AT: But the idea of being outraged at people asking valid questions about a politician who’s voted against gay rights …
Signorile: Yeah, to me it becomes an issue of, okay, people are going to be in the glass closet, then we should have a right to talk about it and speculate, but more so, a duty when it’s really relevant like a politician who’s voting anti-gay, the media has a duty to look at that. When Aaron Shock’s office was decorated very elaborately, some sort of alarm bell went off about that visual cue that he was, maybe, spending his money in a way that was abusing taxpayer dollars. That should be the same thing. If he’s voting anti-gay, but then keeping constant rumors and constant indications that he’s gay, it should be the same thing. They should be investigating it.
AT: Yeah. There’s another section of the book about some interesting polling data about how ingrained homophobia is, too.
Signorile: Yeah. There’s some research in the book from people who study implicit association tests and Harvard University and the University of North Carolina have this enormous database of millions of people who have taken these implicit association tests. They look at race, gender, sexual orientation … kind of testing people’s implicit bias. What they found for a number of years with race was, and I think we all probably know this, people will say one thing, and then they still harbor racist attitudes.

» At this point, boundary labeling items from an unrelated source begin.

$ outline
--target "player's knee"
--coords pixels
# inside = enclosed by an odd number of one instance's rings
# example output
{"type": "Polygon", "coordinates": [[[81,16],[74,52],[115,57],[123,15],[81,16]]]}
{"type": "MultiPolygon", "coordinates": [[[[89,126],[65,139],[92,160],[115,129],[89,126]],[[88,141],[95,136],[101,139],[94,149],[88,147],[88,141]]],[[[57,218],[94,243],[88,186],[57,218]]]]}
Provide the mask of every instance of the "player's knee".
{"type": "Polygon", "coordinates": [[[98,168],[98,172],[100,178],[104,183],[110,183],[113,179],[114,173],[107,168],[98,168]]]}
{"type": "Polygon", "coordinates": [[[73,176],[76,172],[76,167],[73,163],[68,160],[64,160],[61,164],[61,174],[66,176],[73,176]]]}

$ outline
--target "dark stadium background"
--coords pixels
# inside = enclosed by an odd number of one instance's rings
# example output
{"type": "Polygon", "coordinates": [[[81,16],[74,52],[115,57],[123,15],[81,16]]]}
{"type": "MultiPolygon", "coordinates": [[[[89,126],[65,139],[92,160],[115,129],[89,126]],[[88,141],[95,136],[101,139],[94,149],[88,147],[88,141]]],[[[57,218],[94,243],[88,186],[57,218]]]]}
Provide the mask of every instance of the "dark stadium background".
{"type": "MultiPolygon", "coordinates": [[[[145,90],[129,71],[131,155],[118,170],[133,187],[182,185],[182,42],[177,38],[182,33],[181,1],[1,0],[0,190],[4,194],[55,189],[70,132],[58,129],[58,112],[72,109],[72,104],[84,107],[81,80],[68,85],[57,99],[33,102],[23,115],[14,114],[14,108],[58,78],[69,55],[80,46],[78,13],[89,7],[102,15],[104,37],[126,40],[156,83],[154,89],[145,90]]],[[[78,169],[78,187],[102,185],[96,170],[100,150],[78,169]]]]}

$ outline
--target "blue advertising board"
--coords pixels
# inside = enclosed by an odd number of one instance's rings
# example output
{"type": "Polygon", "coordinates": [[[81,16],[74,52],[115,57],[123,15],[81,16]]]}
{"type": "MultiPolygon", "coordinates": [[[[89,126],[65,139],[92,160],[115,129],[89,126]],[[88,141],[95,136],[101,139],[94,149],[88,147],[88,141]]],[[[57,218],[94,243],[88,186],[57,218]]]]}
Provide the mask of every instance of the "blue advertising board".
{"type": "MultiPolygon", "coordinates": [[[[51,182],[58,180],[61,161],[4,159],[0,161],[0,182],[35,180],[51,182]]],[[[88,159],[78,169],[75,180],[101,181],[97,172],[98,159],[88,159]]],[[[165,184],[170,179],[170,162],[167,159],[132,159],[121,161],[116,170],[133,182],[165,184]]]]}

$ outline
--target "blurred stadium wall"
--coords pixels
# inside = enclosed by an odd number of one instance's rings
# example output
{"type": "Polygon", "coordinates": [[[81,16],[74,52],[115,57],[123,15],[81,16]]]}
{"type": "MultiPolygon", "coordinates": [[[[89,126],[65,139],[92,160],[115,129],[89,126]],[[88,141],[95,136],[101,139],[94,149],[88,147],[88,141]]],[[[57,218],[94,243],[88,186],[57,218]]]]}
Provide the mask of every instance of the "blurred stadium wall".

Signorile: But now they’re finding it with sexual orientation in a big way as well. Part of that is progress. It means that explicitly, people don’t want to say anymore, like Governor Pence in Indiana, “We don’t discriminate. I don’t discriminate.” People don’t want to say anymore that they are opposed to homosexuality. That’s a good thing, but, again, this is where victory blindness comes in. We fool ourselves when we see these polls that say seventy percent of Americans believe gays should have rights, or a majority believe gays should have marriage.
Signorile: When they look at the implicit bias test, they see that when they compare that to the polling, it’s very, very small change. It’s not nearly as much as implicit bias. These tests are done, just as we were talking about the whole issue of intimacy, by showing people images of gay people being intimate and rating how quickly they respond to various cues.
AT: This book has so many great ideas and concepts in it. It could not come at a better moment. I could keep on talking for a long time because we’ve only just dug into a little bit of it.
Michelangelo: If you can look at it backwards …
Andrew: Look at the title backwards. It’s Not Over. ItsNotOverTheBook.com is the website and it’s also available at all of your online bookstores. It’s an amazing book.
Signorile: Thank you.
AT: Give us some hearts if you want to read it, and we’ll be hearing a lot more about this book, I think, in the next week. It comes out on April 7th? Correct?
Signorile: April 7th, but people can look online now and order it, or go to a bookstore … it’s probably in the stores. I just want to say that Andy … we’re really great friends, but we also chat online about all this stuff all the time and so much of what’s in this book, he and I have chatted about over the past two years. So much of his work and the work he does on Towleroad is in this book, and I thank him for that as well.
AT: You know, it’s always a pleasure to talk to you about any of that. Well, thank you guys all for tuning in. We really appreciate it and I hope to do some more of these. It was really fun.
Signorile: This was fun. A new thing, a fun experiment. It worked, I think.
AT: Yeah. All right. Well, everybody have a great Friday night and we will see you on the web.